On dit le massif de la Chartreuse, mais comme tout ce qui est massif, cette montagne dissimule des plis, troublants ou attirants, des replis d’inquiétude et des déplis lumineux, palpitation qui est aussi vibration de la lumière et présence de l’eau courante. De tous les blocs calcaires qui entourent les grandes chaînes des Alpes françaises, la Chartreuse est le plus compliqué, le plus secret, le plus spirituel, plein d’une humidité étrange et de failles ombreuses, hérissé d’aiguilles (Quaix), de dents (Crolle) et de lances (Malissard) qui dominent des ondulations herbeuses et d’immenses forêts.
En Chartreuse, les plis d’une âme imprécise épousent les plissements de la roche. Pourtant, l’imagerie habituellement paisible de la moyenne montagne est bien présente: sapins, falaises gris-argent, torrents, combes et pâturages, mais on soupçonne tout de suite, en Chartreuse, un sens plus profond, comme si une main immense avait froissé et refroissé la terre à cet endroit, réalisant une complication géologique propice à l’enfouissement des pensées et des choses, propice à un éloignement du monde dans une proximité évidente du ciel.

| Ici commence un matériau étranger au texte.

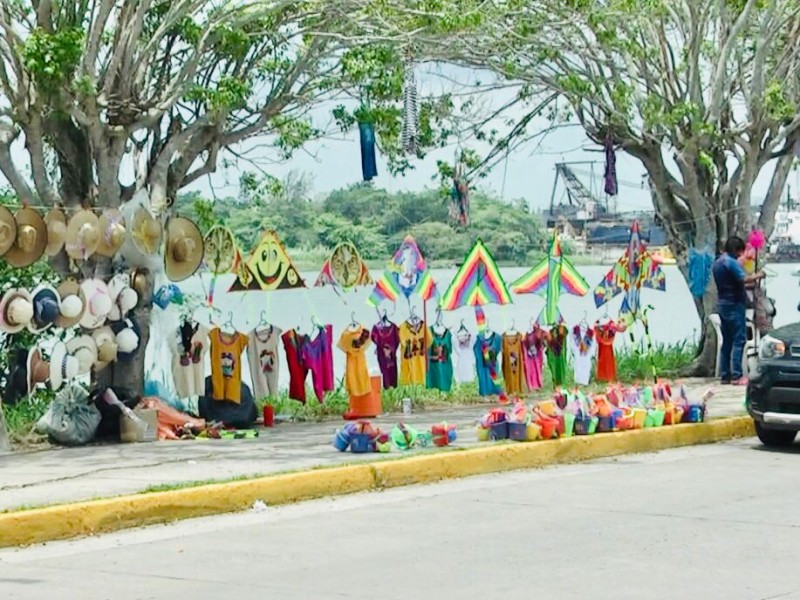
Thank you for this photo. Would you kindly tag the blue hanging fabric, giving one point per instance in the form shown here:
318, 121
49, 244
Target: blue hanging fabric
369, 165
700, 264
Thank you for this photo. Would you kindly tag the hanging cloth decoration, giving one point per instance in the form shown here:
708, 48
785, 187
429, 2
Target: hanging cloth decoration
699, 265
369, 164
410, 133
553, 275
344, 269
610, 175
268, 268
634, 270
405, 274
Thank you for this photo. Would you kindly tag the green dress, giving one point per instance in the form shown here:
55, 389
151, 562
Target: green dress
557, 354
440, 363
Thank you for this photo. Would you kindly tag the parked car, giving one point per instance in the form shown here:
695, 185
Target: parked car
773, 394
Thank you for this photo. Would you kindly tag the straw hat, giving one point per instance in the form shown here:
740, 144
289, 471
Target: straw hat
84, 348
31, 239
123, 297
146, 231
38, 369
16, 310
46, 308
83, 235
73, 304
112, 230
129, 339
98, 303
56, 231
184, 249
8, 230
63, 366
106, 343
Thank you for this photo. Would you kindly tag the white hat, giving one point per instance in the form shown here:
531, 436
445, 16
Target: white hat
123, 297
84, 349
16, 310
98, 303
63, 366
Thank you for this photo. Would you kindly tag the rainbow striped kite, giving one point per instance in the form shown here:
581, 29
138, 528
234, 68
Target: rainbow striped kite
478, 282
553, 275
406, 273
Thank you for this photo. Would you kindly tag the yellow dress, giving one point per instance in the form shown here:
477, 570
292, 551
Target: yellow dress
413, 342
354, 343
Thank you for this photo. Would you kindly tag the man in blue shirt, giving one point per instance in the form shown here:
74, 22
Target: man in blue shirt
731, 305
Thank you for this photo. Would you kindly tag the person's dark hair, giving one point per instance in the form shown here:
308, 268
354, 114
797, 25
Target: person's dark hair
734, 245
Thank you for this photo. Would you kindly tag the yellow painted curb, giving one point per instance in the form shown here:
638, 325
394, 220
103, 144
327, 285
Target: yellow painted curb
98, 516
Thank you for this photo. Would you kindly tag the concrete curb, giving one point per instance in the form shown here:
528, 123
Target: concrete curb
99, 516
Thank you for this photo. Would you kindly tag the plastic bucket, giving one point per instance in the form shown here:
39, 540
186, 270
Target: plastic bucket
518, 432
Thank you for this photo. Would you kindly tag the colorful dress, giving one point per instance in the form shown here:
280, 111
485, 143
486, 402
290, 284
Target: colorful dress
557, 353
513, 370
606, 361
487, 350
440, 362
354, 343
583, 347
413, 341
387, 340
533, 345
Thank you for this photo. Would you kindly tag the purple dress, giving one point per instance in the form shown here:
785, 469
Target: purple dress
387, 341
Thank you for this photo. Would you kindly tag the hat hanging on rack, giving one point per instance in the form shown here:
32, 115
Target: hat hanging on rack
98, 303
83, 348
8, 230
73, 304
31, 239
184, 249
83, 235
56, 231
16, 310
46, 308
63, 366
146, 231
112, 232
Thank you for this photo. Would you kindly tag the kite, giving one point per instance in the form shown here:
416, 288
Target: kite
268, 268
635, 269
407, 273
552, 276
344, 268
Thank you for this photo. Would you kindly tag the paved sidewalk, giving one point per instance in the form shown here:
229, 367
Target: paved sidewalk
60, 475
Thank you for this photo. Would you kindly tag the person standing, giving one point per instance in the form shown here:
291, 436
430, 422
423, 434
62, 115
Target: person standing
730, 279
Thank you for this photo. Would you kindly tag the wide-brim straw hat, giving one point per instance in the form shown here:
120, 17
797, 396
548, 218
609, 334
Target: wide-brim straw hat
146, 232
83, 235
16, 310
8, 230
112, 232
56, 231
66, 290
31, 239
184, 251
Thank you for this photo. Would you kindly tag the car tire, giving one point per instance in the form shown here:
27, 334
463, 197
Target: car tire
775, 438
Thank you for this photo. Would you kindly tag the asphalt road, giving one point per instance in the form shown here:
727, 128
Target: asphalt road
705, 522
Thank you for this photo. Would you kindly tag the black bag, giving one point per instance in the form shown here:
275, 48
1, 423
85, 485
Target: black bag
238, 416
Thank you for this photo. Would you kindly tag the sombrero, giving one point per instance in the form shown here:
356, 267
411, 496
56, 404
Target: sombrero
8, 230
146, 232
16, 310
83, 234
184, 249
73, 304
56, 231
31, 239
112, 232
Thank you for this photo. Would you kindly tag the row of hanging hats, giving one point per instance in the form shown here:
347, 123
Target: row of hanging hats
26, 236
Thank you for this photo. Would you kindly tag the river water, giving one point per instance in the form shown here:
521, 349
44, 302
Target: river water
673, 318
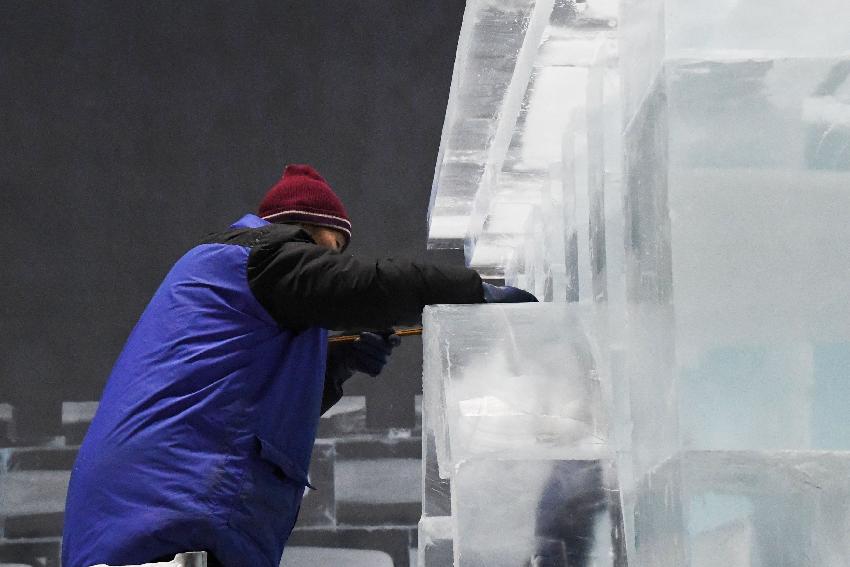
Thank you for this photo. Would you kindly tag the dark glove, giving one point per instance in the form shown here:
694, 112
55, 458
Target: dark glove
505, 294
368, 354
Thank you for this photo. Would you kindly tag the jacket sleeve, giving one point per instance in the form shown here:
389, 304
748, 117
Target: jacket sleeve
303, 285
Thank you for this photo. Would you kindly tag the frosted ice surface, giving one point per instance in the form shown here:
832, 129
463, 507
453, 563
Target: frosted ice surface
514, 512
753, 509
797, 27
532, 77
435, 542
491, 38
516, 381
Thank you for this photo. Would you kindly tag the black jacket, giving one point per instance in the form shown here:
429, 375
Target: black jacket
303, 285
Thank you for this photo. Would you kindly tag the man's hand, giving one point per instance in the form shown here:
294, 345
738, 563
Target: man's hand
506, 294
368, 354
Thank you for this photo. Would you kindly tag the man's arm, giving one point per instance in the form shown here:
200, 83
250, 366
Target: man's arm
304, 285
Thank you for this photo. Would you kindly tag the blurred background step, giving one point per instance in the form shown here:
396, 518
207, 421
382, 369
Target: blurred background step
295, 556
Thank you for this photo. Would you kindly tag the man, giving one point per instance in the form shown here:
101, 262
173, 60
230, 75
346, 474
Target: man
203, 436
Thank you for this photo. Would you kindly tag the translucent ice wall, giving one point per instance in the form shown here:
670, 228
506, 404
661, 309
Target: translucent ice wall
737, 163
515, 404
677, 172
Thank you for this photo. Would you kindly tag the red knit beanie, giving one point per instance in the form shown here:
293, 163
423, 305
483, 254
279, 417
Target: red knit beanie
302, 195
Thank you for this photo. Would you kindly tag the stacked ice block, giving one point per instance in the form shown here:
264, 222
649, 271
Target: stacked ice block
737, 169
681, 170
514, 402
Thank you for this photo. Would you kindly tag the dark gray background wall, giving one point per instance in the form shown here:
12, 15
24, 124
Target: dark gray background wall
130, 129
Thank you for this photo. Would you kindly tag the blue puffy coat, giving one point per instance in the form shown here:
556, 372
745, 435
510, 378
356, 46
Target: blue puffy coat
203, 436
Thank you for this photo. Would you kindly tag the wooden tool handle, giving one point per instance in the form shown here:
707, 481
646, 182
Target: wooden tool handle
352, 338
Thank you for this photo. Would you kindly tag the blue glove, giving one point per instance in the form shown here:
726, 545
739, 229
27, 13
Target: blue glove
368, 354
506, 294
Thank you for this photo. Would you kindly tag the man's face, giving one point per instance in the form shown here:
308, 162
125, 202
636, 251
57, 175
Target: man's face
324, 236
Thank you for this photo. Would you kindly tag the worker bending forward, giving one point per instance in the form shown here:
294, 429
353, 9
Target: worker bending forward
203, 436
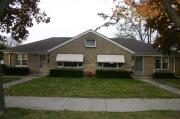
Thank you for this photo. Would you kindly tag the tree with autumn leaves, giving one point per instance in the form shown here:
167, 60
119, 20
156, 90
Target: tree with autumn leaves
163, 16
157, 19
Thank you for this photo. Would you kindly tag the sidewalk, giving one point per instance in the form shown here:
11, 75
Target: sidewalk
165, 87
22, 80
88, 104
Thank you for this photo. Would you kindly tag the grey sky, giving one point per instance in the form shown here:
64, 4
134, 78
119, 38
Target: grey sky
71, 17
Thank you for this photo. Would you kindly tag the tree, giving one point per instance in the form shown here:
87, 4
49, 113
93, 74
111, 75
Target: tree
161, 16
15, 17
128, 23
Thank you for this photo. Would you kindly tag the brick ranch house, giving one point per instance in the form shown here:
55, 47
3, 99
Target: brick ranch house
91, 49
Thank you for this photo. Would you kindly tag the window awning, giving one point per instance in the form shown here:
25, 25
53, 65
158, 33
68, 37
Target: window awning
69, 58
110, 59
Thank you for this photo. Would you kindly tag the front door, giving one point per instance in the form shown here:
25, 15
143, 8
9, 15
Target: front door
42, 65
138, 66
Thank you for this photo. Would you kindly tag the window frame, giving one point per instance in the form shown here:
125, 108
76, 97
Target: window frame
77, 66
118, 65
90, 46
161, 63
22, 58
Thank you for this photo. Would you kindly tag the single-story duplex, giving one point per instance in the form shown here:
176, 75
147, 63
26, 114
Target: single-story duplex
91, 50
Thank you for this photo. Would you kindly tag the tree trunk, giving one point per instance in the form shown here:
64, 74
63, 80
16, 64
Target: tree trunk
2, 102
172, 13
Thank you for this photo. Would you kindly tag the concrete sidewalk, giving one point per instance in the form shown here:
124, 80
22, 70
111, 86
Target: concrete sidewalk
88, 104
165, 87
22, 80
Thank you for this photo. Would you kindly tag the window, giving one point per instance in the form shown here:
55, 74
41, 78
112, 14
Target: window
21, 60
109, 65
90, 43
161, 63
70, 64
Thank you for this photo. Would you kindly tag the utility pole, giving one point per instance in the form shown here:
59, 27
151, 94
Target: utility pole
2, 102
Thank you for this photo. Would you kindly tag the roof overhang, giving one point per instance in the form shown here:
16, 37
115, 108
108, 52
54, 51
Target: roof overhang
91, 31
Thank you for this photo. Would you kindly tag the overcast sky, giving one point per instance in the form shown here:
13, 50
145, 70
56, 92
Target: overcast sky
70, 18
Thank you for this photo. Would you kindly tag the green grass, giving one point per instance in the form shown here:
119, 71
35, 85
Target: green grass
92, 88
30, 114
7, 79
171, 82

Vers la fin du onzième siècle, Hugues sentit que Bruno était en quête d’un lieu de retraite radicale, et c’est sans hésiter, mais lentement, au pas des chevaux et des mules, qu’il le conduisit au centre de ce massif. Depuis, à travers les siècles, palpite au cœur secret de ce cœur de roche, le battement monacal, tantôt sourd et tantôt cristallin. Et ce sont ces ondes de la solitude cartusienne, solitude qui ouvre sur un cosmos devenu immédiat, qui se propagent désormais dans tout le massif, d’un site à l’autre, à travers les failles, les strates, les fêlures et les sources.
Pour ce qu’on appelait la gloire de Dieu, il fallait ces plis du silence volontaire, ces plis des murs de pierre multipliés, ces plis de lourde étoffe blanche. Qu’est-ce que l’éternel présent d’un chartreux sinon une infinité de plis, de plis pris, de plis d’une absolue simplicité? Le couvent n’est qu’un repli de plus, dans la montagne avec laquelle il fait corps.
À la différence de beaucoup d’autres massifs, on ne traverse pas la Chartreuse, on n’en fait pas le tour, on n’épuise pas sa variété. Quelque chose d’un labyrinthe à plusieurs plans. On doit se contenter de viser tel site singulier, tel panorama, tel sommet, tel col, et de rejoindre cet endroit en s’insinuant entre pierres et forêts ou en longeant des guiers. C’est bien la pliure, la pliure de pliures, qui constitue le principe organisateur de toute cette montagne pourtant faiblement étendue, car en Chartreuse, tous les lieux sont proches, et en même temps séparés.
Un jour, plis mentaux selon plis minéraux, l’Arpenteur de Chartreuse découvrira que le véritable secret n’est que l’absence lumineuse de tout secret.